Gregory Peck did so well in this movie. Everytime he talked, I listened. He commanded attention and made sure it was all worth it. I've always considered To Kill A Mockingbird the best courtroom drama movie ever, mostly because I felt the authenticity of it much thanks to Gregory Peck. He's the kind of hero I root for, and the kind of person I wish I could be. Just with this movie, I became a fan of Gregory Peck. He could have had terrible movies and I still would be a fan. He was that good in this. The kids who played Jem and Scout were also amazing. It was funny reading different stories about these kids, especially about the scene where Jem and Scout were playing with Dill. These kids, at such a young age, managed to tackle an impossible feature. It was commendable for all the right reasons.
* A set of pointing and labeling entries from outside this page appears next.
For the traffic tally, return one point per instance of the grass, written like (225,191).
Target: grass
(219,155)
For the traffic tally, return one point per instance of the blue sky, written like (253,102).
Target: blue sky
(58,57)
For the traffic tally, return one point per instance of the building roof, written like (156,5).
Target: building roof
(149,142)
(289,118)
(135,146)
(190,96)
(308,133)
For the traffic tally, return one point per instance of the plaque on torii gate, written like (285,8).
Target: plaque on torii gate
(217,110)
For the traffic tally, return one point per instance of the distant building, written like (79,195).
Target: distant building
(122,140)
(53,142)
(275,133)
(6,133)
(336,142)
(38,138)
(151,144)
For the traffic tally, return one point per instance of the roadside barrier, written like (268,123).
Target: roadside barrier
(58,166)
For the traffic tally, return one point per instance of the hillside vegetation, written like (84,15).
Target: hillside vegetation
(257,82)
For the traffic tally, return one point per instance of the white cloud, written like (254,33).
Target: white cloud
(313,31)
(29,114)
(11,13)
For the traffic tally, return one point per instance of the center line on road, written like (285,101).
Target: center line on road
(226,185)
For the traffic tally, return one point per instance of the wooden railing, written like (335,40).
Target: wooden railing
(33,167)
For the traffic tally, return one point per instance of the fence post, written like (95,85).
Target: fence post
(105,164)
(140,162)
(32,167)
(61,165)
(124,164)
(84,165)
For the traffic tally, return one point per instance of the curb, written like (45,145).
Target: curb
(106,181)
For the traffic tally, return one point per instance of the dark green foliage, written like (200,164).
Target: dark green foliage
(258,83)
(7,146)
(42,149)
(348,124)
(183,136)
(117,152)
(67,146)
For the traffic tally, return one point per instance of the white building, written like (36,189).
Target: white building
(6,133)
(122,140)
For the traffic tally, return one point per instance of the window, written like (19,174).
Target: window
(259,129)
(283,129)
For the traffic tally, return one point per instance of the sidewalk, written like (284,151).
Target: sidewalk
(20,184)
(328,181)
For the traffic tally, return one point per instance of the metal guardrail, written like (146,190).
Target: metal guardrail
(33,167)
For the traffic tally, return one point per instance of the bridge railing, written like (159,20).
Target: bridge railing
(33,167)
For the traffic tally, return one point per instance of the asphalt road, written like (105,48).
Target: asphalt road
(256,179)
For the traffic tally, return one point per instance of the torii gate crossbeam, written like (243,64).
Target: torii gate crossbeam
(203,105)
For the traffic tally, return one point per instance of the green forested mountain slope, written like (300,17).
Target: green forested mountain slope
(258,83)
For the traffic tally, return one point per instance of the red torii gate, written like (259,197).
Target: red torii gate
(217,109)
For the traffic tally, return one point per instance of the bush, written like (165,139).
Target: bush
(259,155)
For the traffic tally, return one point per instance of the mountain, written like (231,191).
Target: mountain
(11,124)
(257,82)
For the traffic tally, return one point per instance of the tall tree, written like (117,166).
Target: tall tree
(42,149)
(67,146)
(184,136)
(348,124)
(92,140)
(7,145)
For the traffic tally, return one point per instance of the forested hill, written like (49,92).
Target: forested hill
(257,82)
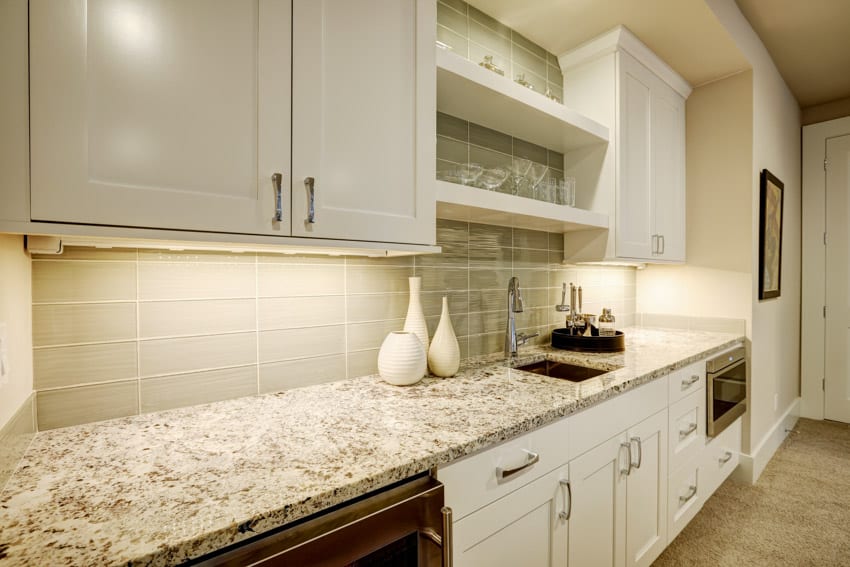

I really liked this movie. In fact, I can watch it over and over again and I'm sure I won't get tired. It's always inspiring to see it. I've seen it quite a few times, and I always end up in awe of the production. I wish more people would not only watch it, but also read the book. I've never endorsed a book before, but I am condfident in saying most of you will love it. It's a classic, which might turn off some; but try it, and you might get surprised of how much you're gonna like it. As for the movie, I suggest you watch it after reading the book, but watching it first is just as fine. The bottom line is, both the book and the movie were works of brilliance and it must be shared toe everyone. It's one of my favorite movies of all time.